While oil and coal may be struggling, that’s not the case all across the energy sector.
Right now, the world’s two most populous nations are forging ahead with one specific form of power: uranium.
For many, it’s a forgotten or overlooked sector of the energy market, especially in the wake of Japan’s Fukushima disaster. But given the burgeoning demand for, and limited supply of, this crucial component of the energy mix, it’s time for a closer look at uranium. And one recent major deal is drawing serious attention… for good reason.
Demand Is Surging Worldwide
In mid-April Indian Prime Minister Narendra Modi paid a visit to Canada. While there, he signed a five-year 3,000 tonne deal to buy uranium in order to power his country’s nuclear reactors. It’s an agreement worth C$350 million dollars. Why is this significant? Narendra’s meeting was the first India-Canada governmental visit in 42 years. But more importantly, it was the first nuclear contract between these two nations in four decades.
And it may just be a foreshadowing of what’s to come.
Despite the terrible Japanese Fukushima disaster, globally there are hundreds of new reactors either under construction or in planning stages.
The United States is the largest consumer of uranium in the world, requiring more than 50 million pounds annually, yet producing only 4.7 million pounds domestically. China consumes 19 million pounds per year, and that’s expected to reach 73 million pounds by 2030.
China, too, only produces about 4 million pounds annually, while on track to build the most nuclear power capacity, nearly tripling by 2020, in an anxious bid to alleviate problems with air pollution.

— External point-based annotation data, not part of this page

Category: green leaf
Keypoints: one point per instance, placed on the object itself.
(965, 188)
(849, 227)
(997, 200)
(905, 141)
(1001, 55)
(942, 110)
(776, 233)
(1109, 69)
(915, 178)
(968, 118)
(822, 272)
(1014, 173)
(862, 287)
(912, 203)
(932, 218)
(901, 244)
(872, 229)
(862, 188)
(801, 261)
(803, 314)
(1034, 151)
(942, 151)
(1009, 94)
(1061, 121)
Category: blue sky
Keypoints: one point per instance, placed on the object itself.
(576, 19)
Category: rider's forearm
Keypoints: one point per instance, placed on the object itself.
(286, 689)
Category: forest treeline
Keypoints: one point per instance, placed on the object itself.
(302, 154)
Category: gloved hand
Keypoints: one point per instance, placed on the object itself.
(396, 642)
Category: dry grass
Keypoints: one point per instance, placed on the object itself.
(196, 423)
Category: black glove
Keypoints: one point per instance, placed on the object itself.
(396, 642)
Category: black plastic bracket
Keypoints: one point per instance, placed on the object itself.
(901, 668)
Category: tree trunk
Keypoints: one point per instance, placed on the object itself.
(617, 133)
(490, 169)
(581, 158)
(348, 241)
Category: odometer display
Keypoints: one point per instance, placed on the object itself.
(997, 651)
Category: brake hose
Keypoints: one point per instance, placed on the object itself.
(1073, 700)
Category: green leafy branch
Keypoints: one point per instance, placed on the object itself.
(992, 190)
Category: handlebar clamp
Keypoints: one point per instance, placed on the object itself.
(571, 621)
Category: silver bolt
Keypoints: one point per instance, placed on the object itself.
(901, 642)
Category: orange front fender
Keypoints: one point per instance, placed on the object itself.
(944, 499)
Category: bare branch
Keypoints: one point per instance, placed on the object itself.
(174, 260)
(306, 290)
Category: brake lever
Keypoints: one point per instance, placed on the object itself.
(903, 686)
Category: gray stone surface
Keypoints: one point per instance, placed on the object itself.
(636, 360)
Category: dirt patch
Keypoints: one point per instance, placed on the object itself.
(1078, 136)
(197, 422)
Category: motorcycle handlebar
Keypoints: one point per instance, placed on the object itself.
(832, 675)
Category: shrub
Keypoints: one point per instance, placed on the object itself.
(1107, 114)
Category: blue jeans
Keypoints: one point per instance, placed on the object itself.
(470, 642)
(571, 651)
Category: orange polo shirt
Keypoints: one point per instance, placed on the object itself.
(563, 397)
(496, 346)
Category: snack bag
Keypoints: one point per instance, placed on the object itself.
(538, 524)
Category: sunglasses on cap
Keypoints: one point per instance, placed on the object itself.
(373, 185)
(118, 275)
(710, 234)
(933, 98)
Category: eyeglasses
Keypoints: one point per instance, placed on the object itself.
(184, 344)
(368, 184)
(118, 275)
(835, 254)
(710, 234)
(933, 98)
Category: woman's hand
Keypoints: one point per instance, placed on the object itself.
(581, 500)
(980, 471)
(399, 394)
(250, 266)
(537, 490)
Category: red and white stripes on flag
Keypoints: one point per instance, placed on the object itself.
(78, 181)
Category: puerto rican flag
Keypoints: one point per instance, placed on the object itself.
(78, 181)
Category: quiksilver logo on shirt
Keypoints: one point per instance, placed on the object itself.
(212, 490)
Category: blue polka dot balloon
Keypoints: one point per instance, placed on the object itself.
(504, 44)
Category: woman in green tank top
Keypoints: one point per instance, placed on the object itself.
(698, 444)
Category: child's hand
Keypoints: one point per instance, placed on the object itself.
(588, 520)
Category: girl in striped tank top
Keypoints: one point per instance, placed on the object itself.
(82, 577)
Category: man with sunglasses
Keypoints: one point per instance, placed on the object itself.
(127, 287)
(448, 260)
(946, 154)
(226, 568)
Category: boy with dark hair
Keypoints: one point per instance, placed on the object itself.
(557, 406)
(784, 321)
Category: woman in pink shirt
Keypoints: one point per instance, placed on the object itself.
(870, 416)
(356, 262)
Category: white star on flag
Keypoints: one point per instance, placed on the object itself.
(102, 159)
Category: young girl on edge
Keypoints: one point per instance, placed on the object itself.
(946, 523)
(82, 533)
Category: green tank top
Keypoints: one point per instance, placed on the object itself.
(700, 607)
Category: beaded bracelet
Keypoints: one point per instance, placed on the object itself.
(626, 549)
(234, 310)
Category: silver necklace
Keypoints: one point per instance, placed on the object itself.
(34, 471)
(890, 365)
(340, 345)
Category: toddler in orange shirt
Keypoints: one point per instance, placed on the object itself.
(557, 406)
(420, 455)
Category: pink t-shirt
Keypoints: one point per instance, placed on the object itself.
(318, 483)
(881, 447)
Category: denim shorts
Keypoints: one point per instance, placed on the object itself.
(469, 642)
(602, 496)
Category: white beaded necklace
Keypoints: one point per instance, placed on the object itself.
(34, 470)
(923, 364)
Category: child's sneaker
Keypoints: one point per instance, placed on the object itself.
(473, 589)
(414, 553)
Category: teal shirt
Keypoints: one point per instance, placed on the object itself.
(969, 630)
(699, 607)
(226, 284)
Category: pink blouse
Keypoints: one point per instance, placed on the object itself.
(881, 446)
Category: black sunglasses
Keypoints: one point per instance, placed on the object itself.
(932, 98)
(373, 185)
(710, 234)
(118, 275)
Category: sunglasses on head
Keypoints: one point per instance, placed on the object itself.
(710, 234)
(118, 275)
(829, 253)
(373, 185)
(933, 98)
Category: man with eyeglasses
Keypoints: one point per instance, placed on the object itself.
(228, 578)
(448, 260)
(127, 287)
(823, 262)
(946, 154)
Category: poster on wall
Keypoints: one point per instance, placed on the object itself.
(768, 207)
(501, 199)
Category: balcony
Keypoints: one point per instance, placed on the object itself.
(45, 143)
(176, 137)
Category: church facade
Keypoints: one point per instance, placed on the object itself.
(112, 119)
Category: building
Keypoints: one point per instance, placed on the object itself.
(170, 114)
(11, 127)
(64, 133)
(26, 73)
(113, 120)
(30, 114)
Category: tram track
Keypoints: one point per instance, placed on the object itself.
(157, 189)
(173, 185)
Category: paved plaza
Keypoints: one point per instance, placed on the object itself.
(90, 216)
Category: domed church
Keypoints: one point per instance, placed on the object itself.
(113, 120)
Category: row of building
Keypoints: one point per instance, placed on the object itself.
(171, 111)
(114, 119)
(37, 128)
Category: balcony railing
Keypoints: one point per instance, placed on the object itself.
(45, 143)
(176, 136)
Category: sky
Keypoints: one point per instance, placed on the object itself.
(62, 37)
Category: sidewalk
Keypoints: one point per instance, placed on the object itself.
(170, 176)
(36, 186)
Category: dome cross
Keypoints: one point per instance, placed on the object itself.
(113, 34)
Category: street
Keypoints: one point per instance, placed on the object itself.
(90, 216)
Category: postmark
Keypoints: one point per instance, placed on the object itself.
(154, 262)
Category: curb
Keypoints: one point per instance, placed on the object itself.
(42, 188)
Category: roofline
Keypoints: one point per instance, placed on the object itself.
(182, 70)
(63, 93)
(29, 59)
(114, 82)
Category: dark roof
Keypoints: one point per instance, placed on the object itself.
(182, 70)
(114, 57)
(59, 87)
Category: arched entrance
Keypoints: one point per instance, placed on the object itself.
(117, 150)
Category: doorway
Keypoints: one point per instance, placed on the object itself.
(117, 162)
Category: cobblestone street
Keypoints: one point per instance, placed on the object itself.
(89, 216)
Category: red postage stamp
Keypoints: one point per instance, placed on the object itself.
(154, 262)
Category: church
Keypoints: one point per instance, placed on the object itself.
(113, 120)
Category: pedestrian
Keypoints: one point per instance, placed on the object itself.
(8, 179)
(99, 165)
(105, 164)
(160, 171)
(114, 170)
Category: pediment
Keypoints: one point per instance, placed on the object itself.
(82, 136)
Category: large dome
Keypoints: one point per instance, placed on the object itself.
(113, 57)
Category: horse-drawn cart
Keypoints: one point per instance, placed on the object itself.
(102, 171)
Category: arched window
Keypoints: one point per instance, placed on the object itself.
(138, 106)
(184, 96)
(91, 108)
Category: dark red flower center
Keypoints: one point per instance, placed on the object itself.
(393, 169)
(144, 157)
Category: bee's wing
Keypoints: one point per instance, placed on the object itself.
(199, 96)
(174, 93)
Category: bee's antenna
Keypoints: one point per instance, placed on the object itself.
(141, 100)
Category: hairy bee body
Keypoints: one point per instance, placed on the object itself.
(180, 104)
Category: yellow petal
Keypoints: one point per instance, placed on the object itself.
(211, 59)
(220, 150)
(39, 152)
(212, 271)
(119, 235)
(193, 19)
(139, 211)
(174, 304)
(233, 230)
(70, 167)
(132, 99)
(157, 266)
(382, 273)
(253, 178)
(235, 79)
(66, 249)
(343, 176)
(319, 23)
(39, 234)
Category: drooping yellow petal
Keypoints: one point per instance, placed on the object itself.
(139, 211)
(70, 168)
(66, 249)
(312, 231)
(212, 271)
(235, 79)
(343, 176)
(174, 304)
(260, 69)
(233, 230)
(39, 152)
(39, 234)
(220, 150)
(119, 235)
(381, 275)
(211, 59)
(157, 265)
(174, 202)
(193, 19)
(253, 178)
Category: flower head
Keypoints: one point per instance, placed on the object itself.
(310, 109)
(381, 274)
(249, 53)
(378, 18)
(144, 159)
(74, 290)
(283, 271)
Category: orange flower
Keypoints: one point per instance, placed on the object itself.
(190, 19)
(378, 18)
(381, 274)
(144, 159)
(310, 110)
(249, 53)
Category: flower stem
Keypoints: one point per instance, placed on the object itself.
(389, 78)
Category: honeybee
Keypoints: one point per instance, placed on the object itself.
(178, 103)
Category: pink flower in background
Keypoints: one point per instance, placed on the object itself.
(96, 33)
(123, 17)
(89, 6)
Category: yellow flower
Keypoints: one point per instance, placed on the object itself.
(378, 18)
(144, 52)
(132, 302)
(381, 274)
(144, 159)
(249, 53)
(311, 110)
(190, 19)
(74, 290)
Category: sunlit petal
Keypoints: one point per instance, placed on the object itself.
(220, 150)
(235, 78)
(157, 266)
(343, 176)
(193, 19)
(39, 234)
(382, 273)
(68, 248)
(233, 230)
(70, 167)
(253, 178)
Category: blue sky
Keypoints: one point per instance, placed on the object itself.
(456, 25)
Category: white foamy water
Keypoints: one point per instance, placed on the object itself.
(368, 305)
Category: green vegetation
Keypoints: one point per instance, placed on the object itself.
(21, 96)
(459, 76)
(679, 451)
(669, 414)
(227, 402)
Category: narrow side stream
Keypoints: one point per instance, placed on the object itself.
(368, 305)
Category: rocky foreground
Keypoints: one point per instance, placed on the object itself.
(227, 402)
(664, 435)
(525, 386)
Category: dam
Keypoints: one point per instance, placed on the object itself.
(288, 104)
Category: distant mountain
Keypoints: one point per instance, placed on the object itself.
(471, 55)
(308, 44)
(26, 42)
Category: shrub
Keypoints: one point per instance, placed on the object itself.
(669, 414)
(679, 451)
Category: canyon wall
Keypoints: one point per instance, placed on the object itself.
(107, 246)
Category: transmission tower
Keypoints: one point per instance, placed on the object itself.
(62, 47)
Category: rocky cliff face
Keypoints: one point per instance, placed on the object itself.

For its part, India’s in the midst of a major build out of nuclear power generation as well. The country’s installed capacity is now at 5,780 megawatts, but that’s set to nearly double in just the next four short years to 10,080 megawatts.
Why Prices Dropped and How We’ll Catch the Rebound
After Fukushima, uranium prices lost about 60%. But the four-year cyclical bear appears to have run its course.
As illustrated in the chart below, since bottoming near $28 in mid-2014, spot uranium prices have already gained nearly 40% to reach their current level around $38.50. It’s now looking increasingly like last summer’s $28 low is the bottom for the current cycle.
Analysts estimate that new production of uranium from conventional mining projects requires a price of $83/lb. About 56% of world mine supply is sourced from conventional mines. So the bar is pretty high, at more than double the current spot price.
As I explained above, the developing world is not only committed to nuclear, but aggressively expanding its share of the power generation mix. And that’s going to demand a lot of uranium.
Price Increases Look Inevitable
Worldwide annual consumption is forecast to leap from 155 million pounds to about 230 million pounds within nine years. India’s agreement is a wise step to secure the required fuel – roughly 7 million pounds of uranium concentrate into 2020.
Keep in mind that uranium provides clean, base load power at low cost to billions of people. And at current spot prices, many producers can’t turn a profit.